Dépister les deepfakes : le jeu du chat et de la souris
⏱ 7 minDe nombreuses équipes de recherches développent des techniques de dépistage de vidéos falsifiées. Avec des résultats plus ou moins convaincants. Elles doivent aussi sans cesse s’adapter aux améliorations des concepteurs de deepfakes.
On est désormais bien loin des premiers deepfakes, ces vidéos dans lesquelles les yeux ne clignaient pas, les bouches étaient vides ou les moustaches éphémères… Il y a néanmoins encore un certain nombre d’imperfections détectables comme les alignements des dents, les oreilles, le regard ou les branches de lunettes. Mais cela évolue très vite ! De même, si certaines méthodes sont capables de détecter la supercherie en quelques secondes, la propagation d’une vidéo est, elle aussi, très rapide. La détection des deepfakes est une véritable course poursuite à tous points de vue !

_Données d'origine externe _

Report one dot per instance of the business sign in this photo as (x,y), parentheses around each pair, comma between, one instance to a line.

Images extraites d’une vidéo du corpus FaceForensics :
on voit ici clairement les artefacts au niveau de la moustache, qui apparaît et disparaît au cours de la vidéo
L’engouement pour ces recherches ne date que de 2017, suite à la publication des premiers pornfakes (lire le premier article du dossier « Deepfakes : des modèles géométriques aux auto-encodeurs »). « Il y a deux grandes familles de techniques de détection, résume Ewa Kijak, maître de conférences et chercheure à l’Irisa à Rennes : celles qui reposent uniquement sur le contenu de la vidéo et celles qui utilisent la contextualisation, en comparant des éléments de contexte à ceux d’autres vidéos. » Chaque famille a ses avantages et ses inconvénients. A priori, il y a beaucoup plus de recherches actuellement sur l’analyse de contenu à laquelle personne ne se frottait jusque-là, entre autres parce que l’indispensable compression des images lors de la réalisation des vidéos élimine beaucoup d’informations exploitables (rappelons qu’une vidéo n’est rien d’autre qu’une succession d’images). Pourtant, les vidéos falsifiées existent depuis longtemps ; jusque-là, elles étaient assez facilement identifiées en détectant les images manquantes. Avec les deepfakes, c’est une autre histoire !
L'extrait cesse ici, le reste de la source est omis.